Dilexit nos, a encíclica sobre o amor humano e divino

A finalizar o ano da oração e às portas do ano jubilar, o Papa Francisco apresenta-nos a sua quarta carta encíclica Dilexit nos [Amou-nos] sobre o amor humano e divino do Coração de Jesus.

A finalizar o ano da oração e às portas do ano jubilar, o Papa Francisco apresenta-nos a sua quarta carta encíclica Dilexit nos [Amou-nos] sobre o amor humano e divino do Coração de Jesus.

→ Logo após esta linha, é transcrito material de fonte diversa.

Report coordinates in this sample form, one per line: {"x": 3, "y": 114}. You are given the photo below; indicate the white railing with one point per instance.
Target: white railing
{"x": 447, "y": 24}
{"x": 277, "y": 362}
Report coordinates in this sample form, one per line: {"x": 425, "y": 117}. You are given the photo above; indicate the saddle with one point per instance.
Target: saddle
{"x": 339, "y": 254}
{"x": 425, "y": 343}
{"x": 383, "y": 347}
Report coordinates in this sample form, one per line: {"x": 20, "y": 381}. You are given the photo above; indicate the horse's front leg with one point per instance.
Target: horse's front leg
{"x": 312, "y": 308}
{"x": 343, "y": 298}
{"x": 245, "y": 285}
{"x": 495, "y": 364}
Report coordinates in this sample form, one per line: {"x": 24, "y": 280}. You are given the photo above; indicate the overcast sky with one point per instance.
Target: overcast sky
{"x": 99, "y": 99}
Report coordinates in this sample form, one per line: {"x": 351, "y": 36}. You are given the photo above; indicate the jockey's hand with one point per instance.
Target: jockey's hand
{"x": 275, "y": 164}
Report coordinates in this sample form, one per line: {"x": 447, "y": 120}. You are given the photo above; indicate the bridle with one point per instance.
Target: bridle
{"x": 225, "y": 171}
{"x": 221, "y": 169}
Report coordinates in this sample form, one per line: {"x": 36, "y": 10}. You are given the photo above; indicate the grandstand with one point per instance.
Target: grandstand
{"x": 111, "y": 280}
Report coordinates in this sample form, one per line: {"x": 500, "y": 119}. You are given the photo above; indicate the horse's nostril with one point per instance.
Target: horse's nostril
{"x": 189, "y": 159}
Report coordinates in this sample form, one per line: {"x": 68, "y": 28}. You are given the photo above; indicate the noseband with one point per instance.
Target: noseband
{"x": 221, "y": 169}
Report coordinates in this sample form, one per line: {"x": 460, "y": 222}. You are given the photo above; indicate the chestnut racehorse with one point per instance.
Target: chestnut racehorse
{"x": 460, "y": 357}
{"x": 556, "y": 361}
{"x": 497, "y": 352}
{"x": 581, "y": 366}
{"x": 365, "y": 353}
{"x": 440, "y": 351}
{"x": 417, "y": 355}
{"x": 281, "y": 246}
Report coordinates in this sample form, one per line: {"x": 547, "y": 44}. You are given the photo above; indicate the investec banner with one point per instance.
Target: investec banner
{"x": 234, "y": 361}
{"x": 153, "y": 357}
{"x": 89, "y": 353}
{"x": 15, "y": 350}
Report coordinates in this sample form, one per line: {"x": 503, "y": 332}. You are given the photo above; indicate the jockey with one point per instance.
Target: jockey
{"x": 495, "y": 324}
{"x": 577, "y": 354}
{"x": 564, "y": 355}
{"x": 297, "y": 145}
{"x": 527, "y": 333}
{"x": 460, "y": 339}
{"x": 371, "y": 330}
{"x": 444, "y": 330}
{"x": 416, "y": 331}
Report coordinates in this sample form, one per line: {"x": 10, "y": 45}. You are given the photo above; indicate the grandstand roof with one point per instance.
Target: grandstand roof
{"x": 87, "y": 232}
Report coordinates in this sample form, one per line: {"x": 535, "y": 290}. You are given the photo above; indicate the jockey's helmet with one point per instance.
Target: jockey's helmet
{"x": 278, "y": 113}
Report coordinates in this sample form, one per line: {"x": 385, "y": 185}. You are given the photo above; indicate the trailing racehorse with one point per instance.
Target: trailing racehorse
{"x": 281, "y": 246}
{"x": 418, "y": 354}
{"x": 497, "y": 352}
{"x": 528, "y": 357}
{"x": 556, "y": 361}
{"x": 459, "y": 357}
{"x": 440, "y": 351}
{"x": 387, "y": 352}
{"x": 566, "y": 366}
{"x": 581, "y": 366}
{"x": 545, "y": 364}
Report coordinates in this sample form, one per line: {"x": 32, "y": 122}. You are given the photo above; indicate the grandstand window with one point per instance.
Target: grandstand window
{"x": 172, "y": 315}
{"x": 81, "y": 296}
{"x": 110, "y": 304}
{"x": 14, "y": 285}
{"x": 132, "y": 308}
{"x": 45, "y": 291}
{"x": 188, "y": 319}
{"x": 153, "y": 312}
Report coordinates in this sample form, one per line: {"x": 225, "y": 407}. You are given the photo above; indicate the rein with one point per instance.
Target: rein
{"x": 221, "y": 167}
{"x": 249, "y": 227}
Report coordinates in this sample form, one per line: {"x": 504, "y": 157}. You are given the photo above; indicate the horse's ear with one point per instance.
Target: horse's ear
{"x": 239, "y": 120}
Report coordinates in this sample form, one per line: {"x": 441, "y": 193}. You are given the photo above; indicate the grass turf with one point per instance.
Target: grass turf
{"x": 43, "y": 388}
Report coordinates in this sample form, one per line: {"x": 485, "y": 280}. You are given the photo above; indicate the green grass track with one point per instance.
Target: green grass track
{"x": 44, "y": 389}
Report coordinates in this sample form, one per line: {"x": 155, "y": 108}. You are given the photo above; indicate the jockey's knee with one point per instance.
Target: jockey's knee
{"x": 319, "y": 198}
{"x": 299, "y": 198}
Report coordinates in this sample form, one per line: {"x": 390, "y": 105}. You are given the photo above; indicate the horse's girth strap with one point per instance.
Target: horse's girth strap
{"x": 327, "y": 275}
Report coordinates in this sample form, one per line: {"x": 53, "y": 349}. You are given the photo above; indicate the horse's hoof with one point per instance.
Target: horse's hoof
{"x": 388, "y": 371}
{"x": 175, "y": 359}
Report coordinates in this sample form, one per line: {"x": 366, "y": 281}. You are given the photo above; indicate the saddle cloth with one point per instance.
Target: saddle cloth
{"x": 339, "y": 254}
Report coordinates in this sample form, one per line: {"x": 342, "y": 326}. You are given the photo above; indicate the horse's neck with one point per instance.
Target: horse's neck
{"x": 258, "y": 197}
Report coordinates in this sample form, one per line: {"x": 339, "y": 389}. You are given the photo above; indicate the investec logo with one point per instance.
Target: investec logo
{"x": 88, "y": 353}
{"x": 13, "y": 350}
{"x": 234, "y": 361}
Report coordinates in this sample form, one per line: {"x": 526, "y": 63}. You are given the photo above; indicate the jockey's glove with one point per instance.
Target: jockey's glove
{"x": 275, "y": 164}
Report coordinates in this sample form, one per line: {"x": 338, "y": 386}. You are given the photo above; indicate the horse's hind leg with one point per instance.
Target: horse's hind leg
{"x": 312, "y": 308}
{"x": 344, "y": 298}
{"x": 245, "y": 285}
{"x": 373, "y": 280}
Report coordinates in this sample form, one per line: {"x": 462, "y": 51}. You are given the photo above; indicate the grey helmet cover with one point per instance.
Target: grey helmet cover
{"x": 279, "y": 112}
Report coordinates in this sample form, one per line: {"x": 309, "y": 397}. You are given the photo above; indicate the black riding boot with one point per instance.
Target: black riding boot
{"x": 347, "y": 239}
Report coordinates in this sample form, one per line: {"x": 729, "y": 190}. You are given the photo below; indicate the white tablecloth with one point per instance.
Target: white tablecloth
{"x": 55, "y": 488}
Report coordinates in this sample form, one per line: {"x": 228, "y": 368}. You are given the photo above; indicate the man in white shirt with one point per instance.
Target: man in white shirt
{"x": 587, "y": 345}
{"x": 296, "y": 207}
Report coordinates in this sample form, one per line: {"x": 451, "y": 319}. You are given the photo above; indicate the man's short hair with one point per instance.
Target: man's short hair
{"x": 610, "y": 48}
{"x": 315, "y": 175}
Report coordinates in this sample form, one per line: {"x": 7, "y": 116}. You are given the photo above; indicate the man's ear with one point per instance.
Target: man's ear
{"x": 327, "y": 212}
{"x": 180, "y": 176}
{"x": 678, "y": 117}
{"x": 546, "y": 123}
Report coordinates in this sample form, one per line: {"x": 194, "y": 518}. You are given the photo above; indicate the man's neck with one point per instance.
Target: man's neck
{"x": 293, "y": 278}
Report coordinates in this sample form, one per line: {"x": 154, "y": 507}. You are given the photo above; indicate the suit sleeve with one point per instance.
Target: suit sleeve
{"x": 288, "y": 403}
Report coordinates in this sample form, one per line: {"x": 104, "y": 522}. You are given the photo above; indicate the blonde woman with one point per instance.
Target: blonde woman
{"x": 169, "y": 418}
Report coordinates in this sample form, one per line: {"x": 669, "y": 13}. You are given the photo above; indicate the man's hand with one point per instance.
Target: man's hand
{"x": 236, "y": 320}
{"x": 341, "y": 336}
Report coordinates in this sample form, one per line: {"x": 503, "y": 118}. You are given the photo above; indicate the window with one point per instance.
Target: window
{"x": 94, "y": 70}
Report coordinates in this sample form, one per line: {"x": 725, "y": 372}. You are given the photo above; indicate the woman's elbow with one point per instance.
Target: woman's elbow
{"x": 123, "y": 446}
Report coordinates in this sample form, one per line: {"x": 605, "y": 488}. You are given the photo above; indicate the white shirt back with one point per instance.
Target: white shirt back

Este texto é publicado em parceria com a Rede Mundial de Oração do Papa, que tem como missão a promoção da espiritualidade do coração de Jesus

A finalizar o Ano da Oração e às portas do Ano Jubilar, o Papa Francisco apresenta-nos a sua quarta carta encíclica Dilexit nos [Amou-nos] sobre o amor humano e divino do Coração de Jesus. Depois de uma encíclica dedicada à fé, duas com cariz mais social, apelando ao respeito e cuidado pela casa comum, recordando que somos todos irmãos, convida-nos agora a mergulhar na espiritualidade da devoção ao Coração de Jesus, por ser “essencial para a nossa vida cristã” [DN 83], de modo a levar-nos a amar-nos uns aos outros como Ele nos amou.

Fazendo uma primeira leitura a esta encíclica, rica em passagens que convidam a saborear internamente, apercebo-me das inúmeras vezes que Francisco fala do íntimo, no sentido de interioridade, já que neste voltar para dentro podemos encontrar-nos connosco e com Deus para depois sair de forma mais livre ao seu serviço. Abrindo a encíclica com a explicação da importância do coração, no seu carácter simbólico, além de destacar que “neste mundo líquido é necessário voltar a falar do coração (…) onde os seres concretos encontram a fonte e a raiz de todas as suas outras potências, convicções, paixões e escolhas”, recorda que é ali “que se decide tudo: ali não conta o que mostramos exteriormente ou o que ocultamos, ali conta o que somos” [DN 6]. É forte: no coração habita o centro da nossa essência. Ainda mais forte se torna, quando vivemos tempos de tanta tensão, conflitos, guerras e lutas pelo poder, que “podemos pensar que a sociedade mundial está a perder o seu coração.” [DN 22]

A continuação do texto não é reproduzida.